I’m not sayin’ the ocean wasn’t beautiful, I’m just sayin’ the hike was friggin’ nuts. And yes, with my husband and The MacKenzie helping her, Mrs. MacKenzie kept up.

We crawled into the van like a bunch of drowned rats. Mrs. Harris wouldn’t even let us in the house when we returned until we’d removed all our clothes and dried off. My God, we must have been a terrifying sight.

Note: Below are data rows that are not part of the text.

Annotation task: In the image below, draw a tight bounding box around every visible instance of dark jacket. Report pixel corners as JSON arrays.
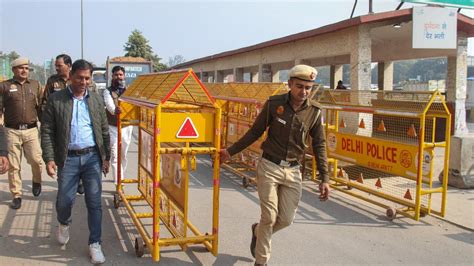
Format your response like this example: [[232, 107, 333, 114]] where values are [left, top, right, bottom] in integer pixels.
[[0, 126, 8, 156], [41, 89, 110, 167]]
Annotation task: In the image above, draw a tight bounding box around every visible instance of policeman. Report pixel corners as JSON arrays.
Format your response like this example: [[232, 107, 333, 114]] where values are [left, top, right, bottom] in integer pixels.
[[220, 65, 329, 265], [0, 126, 10, 175], [103, 66, 133, 185], [0, 58, 43, 209]]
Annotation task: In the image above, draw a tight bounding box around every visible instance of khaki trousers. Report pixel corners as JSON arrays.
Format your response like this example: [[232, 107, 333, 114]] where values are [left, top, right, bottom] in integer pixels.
[[255, 158, 302, 264], [5, 127, 43, 198]]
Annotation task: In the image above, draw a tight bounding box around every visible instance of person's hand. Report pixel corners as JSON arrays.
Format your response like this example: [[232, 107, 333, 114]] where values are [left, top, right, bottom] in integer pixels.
[[102, 161, 110, 174], [46, 161, 58, 179], [0, 156, 10, 174], [319, 183, 331, 201], [219, 149, 230, 164]]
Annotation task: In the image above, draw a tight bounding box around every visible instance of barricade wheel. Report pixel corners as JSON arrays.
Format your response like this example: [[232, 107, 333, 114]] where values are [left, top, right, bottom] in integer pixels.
[[385, 208, 397, 221], [242, 177, 250, 188], [135, 237, 145, 258], [114, 193, 120, 209]]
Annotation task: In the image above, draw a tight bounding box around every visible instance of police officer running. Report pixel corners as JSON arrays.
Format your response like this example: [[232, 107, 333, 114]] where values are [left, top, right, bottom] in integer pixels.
[[220, 65, 330, 265]]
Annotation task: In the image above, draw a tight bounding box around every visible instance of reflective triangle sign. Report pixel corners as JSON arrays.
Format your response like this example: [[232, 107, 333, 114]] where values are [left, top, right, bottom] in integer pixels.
[[176, 117, 199, 139]]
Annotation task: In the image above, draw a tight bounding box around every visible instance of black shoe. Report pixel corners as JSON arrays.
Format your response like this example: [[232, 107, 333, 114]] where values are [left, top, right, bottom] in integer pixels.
[[32, 182, 41, 197], [77, 182, 84, 195], [10, 198, 21, 210], [250, 223, 258, 258]]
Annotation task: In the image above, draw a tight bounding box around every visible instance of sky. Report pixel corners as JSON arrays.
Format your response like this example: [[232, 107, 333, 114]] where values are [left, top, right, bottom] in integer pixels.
[[0, 0, 474, 66]]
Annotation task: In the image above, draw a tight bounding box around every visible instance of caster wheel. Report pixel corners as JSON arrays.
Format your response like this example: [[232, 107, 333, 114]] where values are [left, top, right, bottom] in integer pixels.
[[242, 178, 250, 188], [114, 193, 120, 209], [385, 208, 397, 221], [135, 237, 145, 258]]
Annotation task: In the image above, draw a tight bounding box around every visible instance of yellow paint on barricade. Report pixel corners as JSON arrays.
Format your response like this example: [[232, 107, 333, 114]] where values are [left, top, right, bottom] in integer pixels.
[[205, 82, 288, 187], [114, 69, 221, 261], [326, 130, 433, 179], [313, 90, 451, 220]]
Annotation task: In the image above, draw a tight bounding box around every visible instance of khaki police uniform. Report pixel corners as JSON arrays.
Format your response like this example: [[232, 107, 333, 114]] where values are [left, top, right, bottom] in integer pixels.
[[0, 79, 43, 198], [102, 87, 133, 185], [227, 64, 329, 264]]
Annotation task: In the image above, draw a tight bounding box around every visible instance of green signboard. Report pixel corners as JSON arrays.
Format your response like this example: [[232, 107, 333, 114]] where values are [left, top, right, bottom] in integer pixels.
[[402, 0, 474, 9]]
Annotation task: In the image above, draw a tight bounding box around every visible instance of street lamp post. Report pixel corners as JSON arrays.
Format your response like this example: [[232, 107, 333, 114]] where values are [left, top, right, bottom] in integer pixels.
[[81, 0, 84, 59]]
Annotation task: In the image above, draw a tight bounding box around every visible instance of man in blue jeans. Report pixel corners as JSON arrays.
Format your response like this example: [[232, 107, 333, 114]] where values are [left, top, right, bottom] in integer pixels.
[[41, 60, 110, 264]]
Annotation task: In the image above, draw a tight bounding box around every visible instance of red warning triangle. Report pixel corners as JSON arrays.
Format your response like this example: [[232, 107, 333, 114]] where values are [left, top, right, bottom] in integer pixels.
[[337, 168, 344, 177], [375, 177, 382, 188], [404, 189, 413, 200], [176, 117, 199, 139], [339, 118, 346, 128], [357, 173, 364, 184]]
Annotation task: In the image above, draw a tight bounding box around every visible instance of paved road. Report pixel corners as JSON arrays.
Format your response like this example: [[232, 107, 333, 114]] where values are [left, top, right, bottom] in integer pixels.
[[0, 141, 474, 265]]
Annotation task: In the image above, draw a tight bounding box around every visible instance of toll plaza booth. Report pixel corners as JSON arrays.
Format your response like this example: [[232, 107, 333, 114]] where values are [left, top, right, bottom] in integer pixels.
[[205, 82, 288, 187], [114, 69, 221, 261], [313, 90, 451, 220]]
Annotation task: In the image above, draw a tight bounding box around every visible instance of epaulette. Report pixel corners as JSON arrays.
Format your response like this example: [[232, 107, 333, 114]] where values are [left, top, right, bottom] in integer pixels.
[[268, 93, 288, 101], [309, 100, 323, 109]]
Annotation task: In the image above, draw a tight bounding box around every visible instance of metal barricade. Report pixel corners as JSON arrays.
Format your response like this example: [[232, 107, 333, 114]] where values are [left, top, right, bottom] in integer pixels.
[[114, 69, 221, 261], [313, 90, 451, 220], [205, 82, 288, 187]]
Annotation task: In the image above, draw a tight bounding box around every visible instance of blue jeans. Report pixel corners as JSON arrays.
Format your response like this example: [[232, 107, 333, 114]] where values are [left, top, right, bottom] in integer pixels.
[[56, 151, 102, 244]]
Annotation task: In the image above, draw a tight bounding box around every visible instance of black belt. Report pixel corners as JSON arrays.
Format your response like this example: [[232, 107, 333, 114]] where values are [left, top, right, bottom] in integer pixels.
[[67, 146, 96, 156], [5, 122, 38, 130], [262, 152, 299, 167]]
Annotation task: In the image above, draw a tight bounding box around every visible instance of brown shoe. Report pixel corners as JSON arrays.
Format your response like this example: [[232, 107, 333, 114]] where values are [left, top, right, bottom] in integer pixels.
[[31, 182, 41, 197], [10, 198, 21, 210]]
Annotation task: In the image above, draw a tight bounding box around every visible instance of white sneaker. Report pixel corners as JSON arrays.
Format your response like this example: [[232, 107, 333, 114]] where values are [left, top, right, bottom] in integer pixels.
[[89, 242, 105, 264], [56, 224, 69, 245]]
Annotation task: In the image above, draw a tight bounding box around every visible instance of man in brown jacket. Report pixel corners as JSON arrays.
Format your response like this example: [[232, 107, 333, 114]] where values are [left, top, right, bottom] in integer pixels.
[[0, 58, 43, 209], [220, 65, 329, 265]]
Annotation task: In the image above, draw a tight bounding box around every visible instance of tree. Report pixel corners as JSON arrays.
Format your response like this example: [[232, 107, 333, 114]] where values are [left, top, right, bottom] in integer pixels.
[[123, 29, 167, 71], [168, 55, 186, 67], [0, 51, 20, 80]]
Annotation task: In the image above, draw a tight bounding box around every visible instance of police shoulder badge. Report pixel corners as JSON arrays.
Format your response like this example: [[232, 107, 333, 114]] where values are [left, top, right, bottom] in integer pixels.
[[277, 105, 285, 115]]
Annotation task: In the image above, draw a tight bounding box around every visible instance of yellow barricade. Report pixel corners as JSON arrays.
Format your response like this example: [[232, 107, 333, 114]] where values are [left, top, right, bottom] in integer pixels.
[[313, 90, 451, 220], [205, 83, 288, 187], [114, 69, 221, 261]]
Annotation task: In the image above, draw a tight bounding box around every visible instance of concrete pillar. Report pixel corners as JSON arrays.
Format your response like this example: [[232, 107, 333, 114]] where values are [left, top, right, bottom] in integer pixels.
[[329, 65, 342, 89], [377, 61, 393, 91], [250, 71, 260, 82], [351, 25, 372, 90], [446, 36, 469, 135], [272, 70, 280, 82], [201, 71, 209, 82], [234, 68, 244, 82], [439, 32, 474, 188], [214, 70, 224, 83], [258, 64, 272, 82]]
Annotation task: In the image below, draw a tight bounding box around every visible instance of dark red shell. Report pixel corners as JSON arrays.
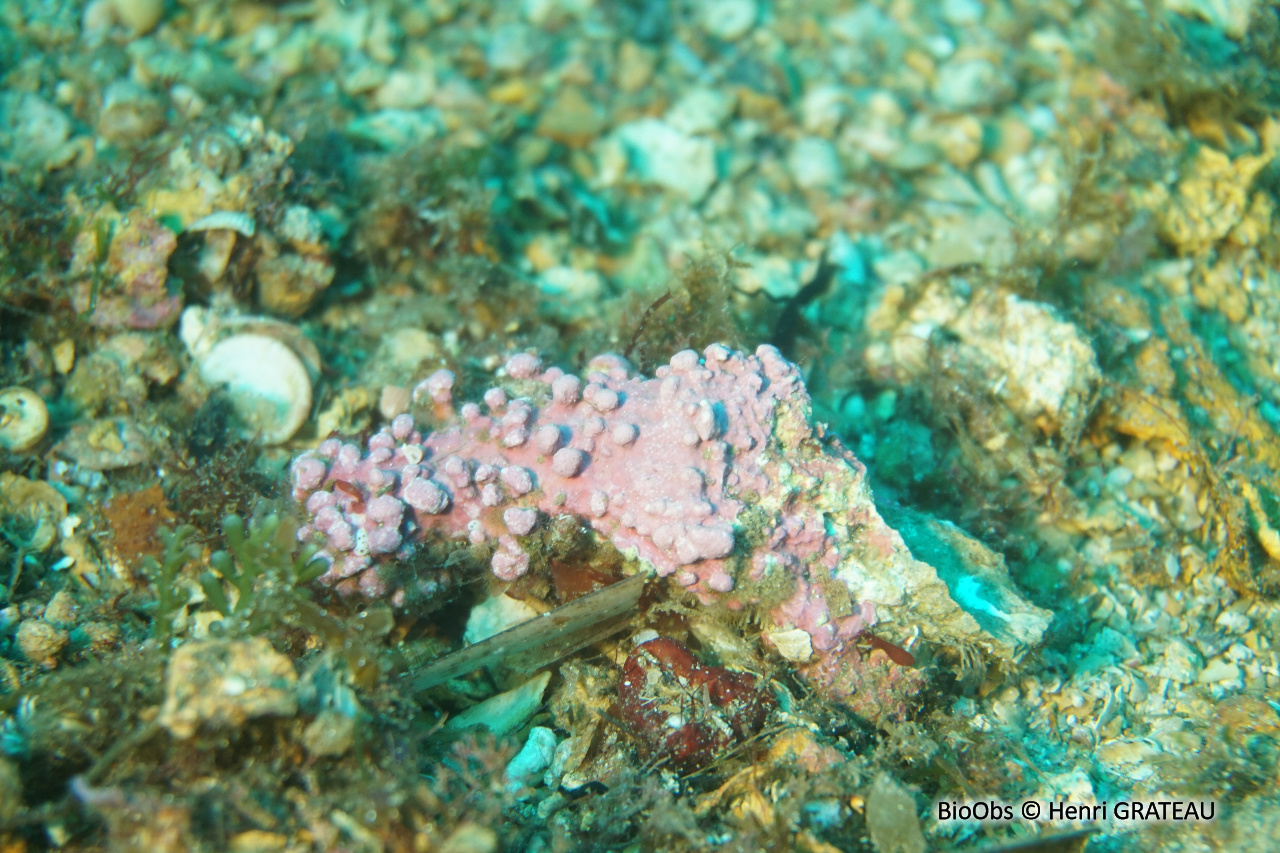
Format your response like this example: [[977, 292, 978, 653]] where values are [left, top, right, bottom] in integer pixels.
[[618, 638, 774, 774]]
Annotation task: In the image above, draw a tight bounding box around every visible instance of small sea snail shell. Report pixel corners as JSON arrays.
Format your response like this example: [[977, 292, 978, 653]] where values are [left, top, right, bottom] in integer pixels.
[[0, 386, 49, 453]]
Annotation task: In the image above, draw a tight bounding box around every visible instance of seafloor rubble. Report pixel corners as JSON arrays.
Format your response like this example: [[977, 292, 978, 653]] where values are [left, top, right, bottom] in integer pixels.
[[0, 0, 1280, 853]]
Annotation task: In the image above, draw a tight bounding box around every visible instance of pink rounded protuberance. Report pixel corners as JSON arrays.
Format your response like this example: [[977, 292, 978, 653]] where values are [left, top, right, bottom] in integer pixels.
[[484, 388, 507, 411], [534, 424, 564, 456], [291, 345, 902, 706]]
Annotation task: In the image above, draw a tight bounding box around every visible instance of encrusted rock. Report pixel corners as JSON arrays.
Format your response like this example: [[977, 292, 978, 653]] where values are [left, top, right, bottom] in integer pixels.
[[159, 637, 298, 739]]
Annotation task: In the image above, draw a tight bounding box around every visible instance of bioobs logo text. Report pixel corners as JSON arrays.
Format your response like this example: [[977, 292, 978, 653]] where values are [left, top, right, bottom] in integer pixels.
[[933, 799, 1014, 824]]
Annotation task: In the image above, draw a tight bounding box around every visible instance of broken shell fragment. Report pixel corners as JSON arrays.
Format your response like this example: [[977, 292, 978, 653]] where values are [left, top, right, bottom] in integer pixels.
[[200, 333, 311, 444], [0, 386, 49, 453], [187, 210, 256, 237]]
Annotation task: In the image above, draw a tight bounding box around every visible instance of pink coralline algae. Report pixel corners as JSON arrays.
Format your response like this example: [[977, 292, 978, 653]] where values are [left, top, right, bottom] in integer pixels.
[[293, 345, 1049, 676], [70, 215, 183, 329]]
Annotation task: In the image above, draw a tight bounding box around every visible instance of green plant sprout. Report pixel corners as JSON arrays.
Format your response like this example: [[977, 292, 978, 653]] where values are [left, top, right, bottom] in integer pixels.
[[200, 514, 378, 683], [142, 524, 200, 644]]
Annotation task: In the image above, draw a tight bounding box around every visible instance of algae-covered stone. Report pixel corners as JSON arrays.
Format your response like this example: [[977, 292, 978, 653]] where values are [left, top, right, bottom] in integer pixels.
[[160, 637, 298, 739], [445, 672, 552, 738]]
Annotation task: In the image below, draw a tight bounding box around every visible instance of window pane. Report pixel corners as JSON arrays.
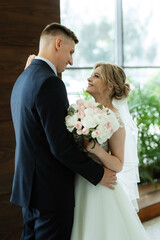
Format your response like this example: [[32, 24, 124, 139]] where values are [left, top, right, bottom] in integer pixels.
[[124, 68, 160, 86], [123, 0, 160, 66], [60, 0, 115, 67]]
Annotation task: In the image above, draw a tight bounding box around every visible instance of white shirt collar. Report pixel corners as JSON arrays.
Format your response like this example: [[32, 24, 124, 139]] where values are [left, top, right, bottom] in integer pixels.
[[35, 56, 57, 76]]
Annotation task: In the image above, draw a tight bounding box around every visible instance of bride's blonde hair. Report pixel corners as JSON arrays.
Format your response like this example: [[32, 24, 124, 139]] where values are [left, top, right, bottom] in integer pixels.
[[94, 62, 130, 100]]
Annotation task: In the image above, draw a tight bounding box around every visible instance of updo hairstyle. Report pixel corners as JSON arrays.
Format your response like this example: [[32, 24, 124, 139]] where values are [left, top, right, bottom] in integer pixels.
[[94, 62, 130, 100]]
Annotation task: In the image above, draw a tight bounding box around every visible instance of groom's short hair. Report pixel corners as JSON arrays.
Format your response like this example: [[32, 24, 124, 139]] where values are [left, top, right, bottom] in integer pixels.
[[40, 23, 79, 44]]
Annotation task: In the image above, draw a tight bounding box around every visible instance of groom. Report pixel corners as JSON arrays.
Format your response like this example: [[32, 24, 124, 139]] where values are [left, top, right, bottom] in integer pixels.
[[11, 23, 116, 240]]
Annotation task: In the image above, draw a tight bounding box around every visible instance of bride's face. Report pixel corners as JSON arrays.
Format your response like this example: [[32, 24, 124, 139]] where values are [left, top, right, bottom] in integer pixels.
[[86, 67, 107, 98]]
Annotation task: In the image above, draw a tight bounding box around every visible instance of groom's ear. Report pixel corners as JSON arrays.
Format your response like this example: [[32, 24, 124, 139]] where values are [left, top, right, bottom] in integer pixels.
[[54, 38, 62, 51]]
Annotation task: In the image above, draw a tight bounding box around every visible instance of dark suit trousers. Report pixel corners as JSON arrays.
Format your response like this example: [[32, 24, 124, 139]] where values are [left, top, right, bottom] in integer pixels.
[[21, 208, 73, 240]]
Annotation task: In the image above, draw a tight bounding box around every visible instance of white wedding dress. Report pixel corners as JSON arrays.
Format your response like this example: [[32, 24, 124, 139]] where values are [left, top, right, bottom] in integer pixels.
[[71, 111, 149, 240]]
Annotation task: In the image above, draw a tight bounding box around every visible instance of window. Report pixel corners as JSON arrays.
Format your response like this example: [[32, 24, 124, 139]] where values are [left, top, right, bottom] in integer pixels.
[[61, 0, 160, 103]]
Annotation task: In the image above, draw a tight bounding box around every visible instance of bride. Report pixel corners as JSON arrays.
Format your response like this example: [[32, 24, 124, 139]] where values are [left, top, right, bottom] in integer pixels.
[[71, 63, 148, 240]]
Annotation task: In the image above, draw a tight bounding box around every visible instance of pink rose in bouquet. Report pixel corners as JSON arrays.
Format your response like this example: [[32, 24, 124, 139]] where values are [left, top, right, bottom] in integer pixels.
[[65, 99, 120, 148]]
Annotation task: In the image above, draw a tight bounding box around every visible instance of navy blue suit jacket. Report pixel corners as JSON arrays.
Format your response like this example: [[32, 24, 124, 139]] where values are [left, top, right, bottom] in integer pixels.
[[11, 59, 104, 210]]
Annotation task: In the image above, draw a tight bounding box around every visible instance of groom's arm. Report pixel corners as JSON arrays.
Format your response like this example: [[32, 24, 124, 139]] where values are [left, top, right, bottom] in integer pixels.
[[36, 77, 115, 185]]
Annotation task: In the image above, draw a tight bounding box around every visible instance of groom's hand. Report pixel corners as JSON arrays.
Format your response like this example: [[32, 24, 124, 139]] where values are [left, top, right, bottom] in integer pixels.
[[100, 167, 117, 189]]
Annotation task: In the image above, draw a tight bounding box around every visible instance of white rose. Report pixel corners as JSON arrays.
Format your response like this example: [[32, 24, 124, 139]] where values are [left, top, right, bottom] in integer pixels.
[[81, 116, 97, 128], [84, 108, 94, 117]]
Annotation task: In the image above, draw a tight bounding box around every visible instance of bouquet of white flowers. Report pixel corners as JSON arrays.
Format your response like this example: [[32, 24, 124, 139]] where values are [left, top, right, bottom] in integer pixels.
[[65, 99, 120, 148]]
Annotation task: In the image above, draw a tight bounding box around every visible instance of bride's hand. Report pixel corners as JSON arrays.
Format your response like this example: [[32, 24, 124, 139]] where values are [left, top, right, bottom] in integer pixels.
[[83, 138, 99, 154], [24, 54, 36, 69]]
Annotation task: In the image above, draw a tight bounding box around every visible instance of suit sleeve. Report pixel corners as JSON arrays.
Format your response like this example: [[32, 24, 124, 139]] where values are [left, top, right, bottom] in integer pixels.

That night, the four of us Americans grabbed the table on the veranda, sipped our Scotch and watched a glorious sunset over the beach. Dear Mrs. Harris provided cheese and crackers and fresh fruit. I bought a hand-knit wool cap from her, which came in very handy over the next few days. Best of all, the English got to spend the evening with Graham.

Tomorrow: The Machair of Toe Head and Ceapabhal Hill.

Related posts:

  1. The Happening vs. The Walking Dead I miss The Walking Dead. Weird, huh? I know, zombies...
  2. I view Memorial Day as kind of like the Mexican Day of the Dead. It’s a day for reflection, introspection, gratitude and maybe visiting...

Related posts brought to you by Yet Another Related Posts Plugin.

This entry was posted in nature, Slightly Off Topic, Travel and tagged , , , , . Bookmark the permalink.

8 Responses to The Dead Marshes

  1. amber skyze says:

    Geez, Graham is quite an ass. Someone like that can ruin an amazing adventure.

  2. Penelope says:

    Oh, Julia!!!!!! Get out!!! Why didn’t you push Graham’s body into the rusty refrigerator and leave him there?

    *munching popcorn, waiting for next installment*

  3. Oh Penny, I thought about shoving him into the damn rusted out car. I get what he was trying to say and I do have a rudimentary understanding of currents and tides up there, but man…all that stuff was from Indonesia and China, and probably local kids, just like teens dump stuff on the side of the road here.

  4. Amber, he gets even better…just wait.

  5. Stephanie says:

    I had vegetarian haggis in Glasgow. It was overly clove-spiced for me. At the time we were vegetarians and while Don was on business I was visiting Buddhist friends. Glasgow was a lovely city with cool architectural museums. I fell in Love with Charles Renie MacIntosh. Ciao Bella, Steph

  6. Sandra Cox says:

    Ooh, the evening sunset sounds much better than peat bogs:)

  7. Sandra, the peat bog was very interesting, at least! The sunset was gorgeous.

  8. Yeah, I’ve heard about vegan haggis, Steph, and I don’t see the point!